The curse of the Bambino?
No, not THAT curse. Kerry is defying a folk legend -- sometimes incorrect -- that a World Series victory by an American League baseball team like the Red Sox forecasts GOP triumph on Election Day.
"It's a new century, and John Kerry believes it's a fresh start," says Michael Meehan, a Kerry-Edwards campaign spokesman. "The Red Sox will win the World Series, and he'll win the White House."
Wrong, according to Halloween masks, soda cups, bobblehead dolls, cookies, hair and economic models. So far, all suggest Kerry is doomed to fall to President Bush.
Still, Kerry has a pumpkin poll and stock results on his side.
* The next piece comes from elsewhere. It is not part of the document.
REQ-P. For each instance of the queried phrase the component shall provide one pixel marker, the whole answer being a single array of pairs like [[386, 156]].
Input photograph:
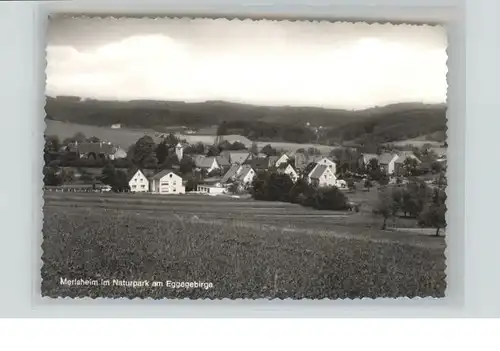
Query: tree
[[224, 145], [162, 151], [254, 148], [51, 177], [170, 141], [409, 166], [301, 192], [222, 129], [237, 146], [271, 186], [383, 180], [351, 184], [93, 139], [144, 152], [329, 198], [120, 183], [79, 137], [436, 167], [191, 184], [52, 143], [434, 213], [384, 207], [313, 151], [108, 175], [268, 150], [67, 176], [170, 162], [414, 198], [186, 165], [368, 184], [234, 188], [197, 148], [213, 151]]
And, despite the broader World Series trend, the Red Sox and Democrat Woodrow Wilson both prevailed the last times the Red Sox made the World Series in presidential election years -- way back in 1912 and 1916.
But just as Kerry will root for the Sox no matter what, Republicans don't fear the curse of Wilson. After all, most serious pollsters and political thinkers simply don't believe in the predictive power of sports and gourds.
"All these things are silly," says Tom Mann, a senior fellow at the Brookings Institution. "It turns out you can find any number of bizarre events that tend to coincide with victorious candidates. It's all a fun little effort -- and all absolutely irrelevant to the election."
The campaigns mostly agree.
"They're fun and they're interesting to look over, and certainly provide a break sometimes from scientific polls," says Brian Jones, a Bush-Cheney spokesman. "But ultimately, it's not pumpkins, bobblehead dolls and the state of professional sports teams that will decide the election."
However, with most serious polls still showing a race too close to call, even the campaigns are leaving wiggle room for the folk legends.
"The only poll that matters is the one on Election Day," jokes Meehan, the Kerry-Edwards spokesman, "and, of course, the winner of the Packers-Redskins game."
The Oct. 31 matchup is the Washington Redskins' last home game before the election, and since the team has existed its last home game has perfectly predicted the outcome of the presidential election. Sixteen times, a win by the Redskins has preceded a win by the incumbent party and a loss has forecast a win by the challenger.
"The Redskins rule has proven to be a more reliable leading indicator of who's going to be elected president than the popular vote," says Steve Hirdt, executive vice president of the Elias Sports Bureau, who discovered the pattern before a 2000 Monday Night Football matchup between the Redskins and the Tennessee Titans.
Democrat Al Gore tempted fate that year by successfully rooting for his home state team, the Titans. He ultimately lost the state of Tennessee and the entire election -- something Hirdt foresaw even before Florida's vote was resolved.
"Through all the indecision, litigation and disputes of the subsequent five weeks, my belief was that this question had been asked and answered," Hirdt said. "The Redskins lost, and therefore the Democrats lost."
Never again, the Democrats seem to say.